The documentary’s premiere event, which took place in the library, also featured a display of yearbooks, photos, news articles and fashions from decades past.
“It’s interesting to be able to go through all the archives and see all the people who have gone here and how much history (there is) in the school. It’s really cool,” said Aaron Johnston, a student who worked on the documentary. “You look through old yearbooks and see how the style has changed. The way that people dress and talk has changed.”
“A lot of the students just jumped into it and just started researching, contacting previous people who went to LaGrange, alumni and contacting a local historian. They got some really good information that was enlightening to the different decades we went through,” said Shelly Buller, LaGrange teacher.
“It (the project) awakened a whole new sense of pride in their school and with their history,” said Liz Domingue, a class of ’96 graduate who is now a teacher at LaGrange.
The documentary featured notable alumni from the area, such as Mayor Randy Roach; Jim Beam, former editor of the American Press, and Nomica Guillory, 2006 Mrs. Louisiana America.
Also featured in the project was local historian Nola Mae Ross, who died shortly after her participation in the project.
Since Francois LaGrange opened the school in 1903, different generations of students have faced the task of learning during world wars, the Great Depression, Vietnam, Desert Storm, Sept. 11, and the war in Afghanistan.
“There were savings bonds and scrap metal drives.
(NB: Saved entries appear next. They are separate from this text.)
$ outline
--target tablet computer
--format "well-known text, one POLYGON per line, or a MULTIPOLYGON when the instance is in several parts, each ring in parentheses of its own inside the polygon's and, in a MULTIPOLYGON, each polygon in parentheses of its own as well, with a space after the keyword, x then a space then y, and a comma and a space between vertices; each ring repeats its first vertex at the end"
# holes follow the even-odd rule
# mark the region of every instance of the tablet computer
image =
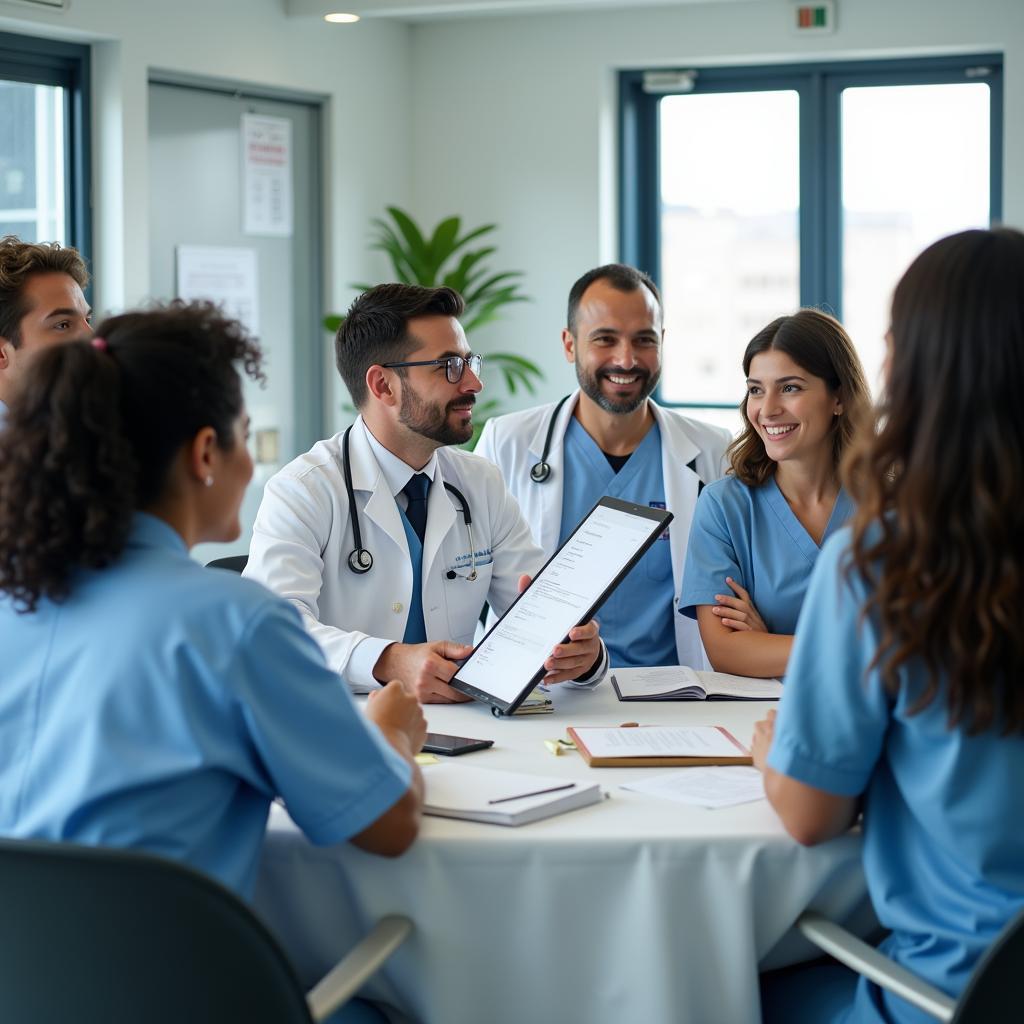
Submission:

Everybody was very, very patriotic,” said Sara Brasher, class of ’45, of her time in school during the Second World War
LaGrange’s current location opened its doors on Sept. 7, 1954. “This was country. Just a couple of blocks away right off of Kirkman, we had milk cows that roamed in this area for pasture. This was very rural, and now this is middle of town, more or less,” said Kenneth Abrahams, class of ’56. “Our class was the second class to graduate from the new building.”
“For the students, I think they’ve come to the realization that they’re not in this little time period” said Domingue.
“You know that they’re connected to something larger; that there is a historical presence to our school, and that there was a time before Interstate 210. There were loads of people who were majorettes and played football who became nurses, became doctors and became attorneys. As adults, we know those things, but sometimes in high school, you don’t see out of that realm.”
“Take pride in LaGrange,” said coach Jules Sullen in the documentary. “It’s your home away from home.”
Posted By: Good ole' days alumni On: 5/17/2013
Title: What Lagrange was
they should have called this what Lagrange use to be. It has none of what it use to be or use to have. I graduated in 94 and was proud to be a gator, especially back in our Barbe Rivalry days, but it's nothing but a typical inner city school now. I wouldn't send my dog to school at Lagrange today. Nothing but gangs, bums, troubled kids, and parents that don't care.
Posted By: John Bertrand On: 5/16/2013
Title: Film documents LaGrange High School history
Excellent job by the reporter. I enjoyed reading about this! Good Job!